Camille avait changé, physiquement : il avait grandi, dépassant désormais Ariel d'une demie tête, une ombre de barbe voilant constamment ses pommettes constellées d'éphélides roussâtres, ses joues s'étaient creusées – abandonnant leurs rondeurs d'enfance – et un tatouage marquait la peau de son avant-bras, à savoir le symbole d'une des planètes du système solaire ; ses prunelles très vertes, d'un émeraude enchanté, narguait le soleil ardent tandis qu'il observait Ariel. Il apparaissait toujours aussi énigmatique aux yeux de Camille : tantôt impulsif, tantôt serein ; tantôt sage, tantôt insolent, un paradoxe à lui tout seul. Le vent s'amusait à fouetter sa chevelure brune, plus longue qu'autrefois, et les rayons solaires lui donnaient un aspect semblable au cuivre. Son regard intense n'avait jamais cessé d'usurper la couleur des océans, énigmatique. Camille déposa sur les lèvres d'Ariel un baiser furtif, afin qu'il cesse de s'inquiéter bêtement : quoique, il n'avait pas tout à fait tort. Juan était une catastrophe ambulante, trop franche, grande gueule et impolie ; Alexis se fichait de tout, hormis d'Alexis, et Camille était d'un laxisme déconcertant, lui qui pourtant vouait à la grossièreté une haine étonnante.

— Juan, pourquoi il y a un pénis dessiné sur ta bouteille d'oxygène ? demanda Alexis de son éternel ton ennuyé.

Le jeune homme eut un soupir particulièrement long, irrité.

— J'ai fait l'erreur de m'endormir au mauvais endroit, déclara t-il, et son apparente moue jubilatoire ne présageait rien de bon : mais le problème est réglé, je me suis vengé, j'ai la conscience tranquille.

Perplexe, Alexis s'étonna tranquillement :

— Tu as la conscience tranquille après t'être vengé, toi ?

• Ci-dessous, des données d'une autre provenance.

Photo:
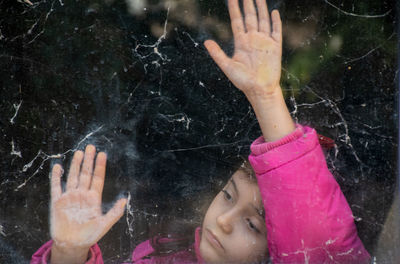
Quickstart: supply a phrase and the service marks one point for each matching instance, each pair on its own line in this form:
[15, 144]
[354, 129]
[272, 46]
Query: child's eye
[227, 195]
[252, 226]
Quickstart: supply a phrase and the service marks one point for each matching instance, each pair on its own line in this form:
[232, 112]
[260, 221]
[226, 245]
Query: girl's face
[233, 229]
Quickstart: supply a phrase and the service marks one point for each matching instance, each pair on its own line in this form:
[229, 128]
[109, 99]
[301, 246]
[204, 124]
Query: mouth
[213, 239]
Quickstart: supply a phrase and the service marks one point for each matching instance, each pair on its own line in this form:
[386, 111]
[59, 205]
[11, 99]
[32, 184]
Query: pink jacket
[307, 216]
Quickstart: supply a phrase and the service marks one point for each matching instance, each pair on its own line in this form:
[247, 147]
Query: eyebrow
[234, 186]
[260, 212]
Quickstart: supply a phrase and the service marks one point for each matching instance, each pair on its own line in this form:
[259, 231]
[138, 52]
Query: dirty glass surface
[133, 78]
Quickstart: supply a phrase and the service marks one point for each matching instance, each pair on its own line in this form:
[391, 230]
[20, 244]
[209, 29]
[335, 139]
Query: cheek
[249, 247]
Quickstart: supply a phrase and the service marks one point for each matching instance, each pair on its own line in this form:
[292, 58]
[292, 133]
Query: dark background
[134, 79]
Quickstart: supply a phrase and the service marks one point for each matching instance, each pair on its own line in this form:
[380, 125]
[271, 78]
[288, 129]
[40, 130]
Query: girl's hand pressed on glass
[76, 217]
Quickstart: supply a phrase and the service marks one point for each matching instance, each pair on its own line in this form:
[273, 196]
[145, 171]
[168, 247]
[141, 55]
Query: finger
[74, 169]
[236, 17]
[99, 173]
[263, 17]
[87, 168]
[276, 26]
[217, 54]
[56, 173]
[115, 213]
[250, 15]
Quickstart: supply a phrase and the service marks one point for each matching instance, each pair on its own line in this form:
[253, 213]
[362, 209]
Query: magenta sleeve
[307, 217]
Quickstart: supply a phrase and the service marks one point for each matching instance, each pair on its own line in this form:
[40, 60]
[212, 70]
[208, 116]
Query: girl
[290, 211]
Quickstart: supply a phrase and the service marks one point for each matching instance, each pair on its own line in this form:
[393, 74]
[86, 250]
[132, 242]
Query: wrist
[268, 96]
[68, 255]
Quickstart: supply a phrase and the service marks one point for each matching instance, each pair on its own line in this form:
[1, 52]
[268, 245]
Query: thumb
[115, 213]
[217, 54]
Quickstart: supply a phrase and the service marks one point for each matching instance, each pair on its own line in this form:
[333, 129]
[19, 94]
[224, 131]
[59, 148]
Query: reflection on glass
[177, 117]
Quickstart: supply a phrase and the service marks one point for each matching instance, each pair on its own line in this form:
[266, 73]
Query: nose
[225, 221]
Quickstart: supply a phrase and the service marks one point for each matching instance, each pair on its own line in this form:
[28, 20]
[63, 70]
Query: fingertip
[208, 43]
[90, 148]
[102, 156]
[275, 14]
[78, 154]
[123, 202]
[57, 169]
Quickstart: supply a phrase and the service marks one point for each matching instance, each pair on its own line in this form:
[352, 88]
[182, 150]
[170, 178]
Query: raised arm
[76, 218]
[255, 67]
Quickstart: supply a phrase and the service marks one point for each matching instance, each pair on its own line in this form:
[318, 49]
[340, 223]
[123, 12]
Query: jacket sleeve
[42, 256]
[307, 217]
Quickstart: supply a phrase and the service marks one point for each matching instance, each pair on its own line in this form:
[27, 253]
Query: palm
[256, 63]
[76, 217]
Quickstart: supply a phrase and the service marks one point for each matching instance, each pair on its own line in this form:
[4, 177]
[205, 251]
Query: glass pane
[134, 78]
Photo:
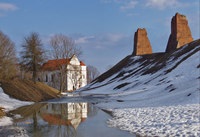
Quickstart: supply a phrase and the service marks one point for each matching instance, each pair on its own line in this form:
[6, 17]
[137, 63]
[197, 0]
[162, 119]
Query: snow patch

Juan ne daigna pas lui offrir plus qu'un sourire maléfique, et la blonde ricana férocement. Soudain, un homme au bronzage artificielle particulièrement moche apparut en vociférant, cramoisi et enragé. Juan gloussa et Ariel rassembla prestement ses affaires : crème solaire, épluchures de clémentine ensablées, serviette de bain humide, soda tiède et pétillant, bières fraîches et chaussures d'été.